La visite se termine par l’Hallucinoscope, inventé par Gérard Majax. Grâce au principe du miroir, vous percevez une réalité inversée et plongez dans l’univers de « 20.000 lieues sous les mers »…

La Maison de la magie, c’est aussi :

  • Des ateliers Découvertes pour les enfants et les familles, ainsi que pour les scolaires
  • Des initiations à la pratique magique
  • Un centre de formation aux arts magiques, en relation avec le C.I.P.I. (Centre International de la Prestidigitation et de l’Illusion)
  • Des spectacles de magie différents tout au long de l’année.

 

EN SAVOIR PLUS SUR L’HISTOIRE DE LA MAGIE

Dans l’Antiquité, les prêtres cherchaient à mettre en avant « les mystères » en utilisant, par exemple, des chambres à échos pour faire croire aux fidèles que les divinités s’adressaient à eux. Vous trouverez à la Maison de la Magie une maquette représentant « le temple truqué grec » dont les portes s’ouvraient toutes seules… enfin presque !

Histoire Magie

Le Moyen Age est en revanche une période sombre pour les prestidigitateurs. En effet, l’Eglise condamne les pratiques qu’elle considère comme démoniaques et hérétiques. A cette époque, les magiciens se produisent dans la rue ou encore sur les marchés. Le public apprécie alors ce que l’on appelle « l’escamotage » qui consiste à faire apparaître et disparaître des objets, ou encore le « bonneteau », numéro qui nécessite des gobelets et de petites boules en liège. L’une des figures de cette époque était Jéhan Trois Echelles qui faisait disparaître une poule posée sur une table.

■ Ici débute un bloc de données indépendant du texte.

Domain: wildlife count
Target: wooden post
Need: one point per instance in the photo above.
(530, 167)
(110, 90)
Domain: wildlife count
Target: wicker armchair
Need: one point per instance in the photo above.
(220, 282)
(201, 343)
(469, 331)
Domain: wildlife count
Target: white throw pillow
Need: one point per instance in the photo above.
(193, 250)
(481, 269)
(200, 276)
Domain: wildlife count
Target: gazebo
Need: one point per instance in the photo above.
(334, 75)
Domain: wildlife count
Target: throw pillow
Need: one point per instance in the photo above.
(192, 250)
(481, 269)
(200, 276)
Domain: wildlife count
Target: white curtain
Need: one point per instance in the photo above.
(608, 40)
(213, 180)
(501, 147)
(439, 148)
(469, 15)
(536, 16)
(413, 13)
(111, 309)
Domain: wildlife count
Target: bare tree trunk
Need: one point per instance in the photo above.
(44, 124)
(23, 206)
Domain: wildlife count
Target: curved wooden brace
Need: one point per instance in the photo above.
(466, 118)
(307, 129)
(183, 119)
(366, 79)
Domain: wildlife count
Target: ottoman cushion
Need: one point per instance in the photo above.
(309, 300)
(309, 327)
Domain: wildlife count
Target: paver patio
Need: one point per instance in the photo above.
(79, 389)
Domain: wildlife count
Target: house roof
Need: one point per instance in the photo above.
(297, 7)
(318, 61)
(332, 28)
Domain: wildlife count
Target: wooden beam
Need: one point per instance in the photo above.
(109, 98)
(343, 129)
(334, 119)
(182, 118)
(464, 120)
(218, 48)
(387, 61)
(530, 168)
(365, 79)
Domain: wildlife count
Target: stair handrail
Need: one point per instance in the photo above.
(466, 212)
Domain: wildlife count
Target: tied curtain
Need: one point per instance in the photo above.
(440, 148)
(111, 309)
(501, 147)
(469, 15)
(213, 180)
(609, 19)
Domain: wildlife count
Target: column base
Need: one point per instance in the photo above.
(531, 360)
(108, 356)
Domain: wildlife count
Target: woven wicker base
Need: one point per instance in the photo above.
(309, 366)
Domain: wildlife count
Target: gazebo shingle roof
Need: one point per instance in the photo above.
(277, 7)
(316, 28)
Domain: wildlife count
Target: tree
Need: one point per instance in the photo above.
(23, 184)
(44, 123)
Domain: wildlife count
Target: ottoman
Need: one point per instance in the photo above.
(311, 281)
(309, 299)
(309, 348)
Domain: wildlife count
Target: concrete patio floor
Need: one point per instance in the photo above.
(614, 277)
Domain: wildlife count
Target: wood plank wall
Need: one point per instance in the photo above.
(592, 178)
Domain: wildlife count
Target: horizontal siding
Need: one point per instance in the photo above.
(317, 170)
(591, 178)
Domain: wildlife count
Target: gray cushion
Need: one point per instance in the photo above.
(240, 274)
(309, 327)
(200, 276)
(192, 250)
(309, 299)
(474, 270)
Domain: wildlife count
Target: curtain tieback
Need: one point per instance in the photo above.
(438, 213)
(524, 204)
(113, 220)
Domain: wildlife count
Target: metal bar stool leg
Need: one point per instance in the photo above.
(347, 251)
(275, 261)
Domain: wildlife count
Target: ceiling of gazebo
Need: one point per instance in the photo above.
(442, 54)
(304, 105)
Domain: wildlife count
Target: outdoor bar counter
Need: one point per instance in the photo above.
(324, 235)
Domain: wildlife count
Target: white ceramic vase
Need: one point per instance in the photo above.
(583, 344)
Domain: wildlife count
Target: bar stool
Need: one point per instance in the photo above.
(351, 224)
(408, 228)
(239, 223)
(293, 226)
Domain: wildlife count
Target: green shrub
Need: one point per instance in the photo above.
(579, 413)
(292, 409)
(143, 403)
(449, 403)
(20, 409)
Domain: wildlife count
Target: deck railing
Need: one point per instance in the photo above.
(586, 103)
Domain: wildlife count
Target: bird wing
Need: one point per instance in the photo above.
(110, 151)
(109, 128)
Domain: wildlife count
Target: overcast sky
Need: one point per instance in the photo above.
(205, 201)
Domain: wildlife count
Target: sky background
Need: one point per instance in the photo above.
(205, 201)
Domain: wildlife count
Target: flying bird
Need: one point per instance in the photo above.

Le XVIIIe siècle est une période plus favorable pour les magiciens. Ils se produisent alors partout en Europe, devant les souverains. Joseph Pinetti, qui était devenu physicien du roi, fut le premier à utiliser les automates et l’électricité dans son spectacle. C’est aussi l’époque de la fantasmagorie dont les processus permettent l’apparition de fantômes et d’esprits.

Le XIXe voit l’apparition de deux courants de la magie. On distingue alors les saltimbanques et les physiciens. Les premiers se produisent dans la rue avec des tours traditionnels, alors que les seconds utilisent des phénomènes physiques.

 

BIOGRAPHIE DE ROBERT HOUDIN

Jean-Eugène Robert-Houdin, est le plus célèbre illusionniste français du XIXe siècle. Né Jean-Eugène Robert à Blois en 1805, il allie plus tard à son patronyme le nom de sa femme, Cécile Églantine Houdin.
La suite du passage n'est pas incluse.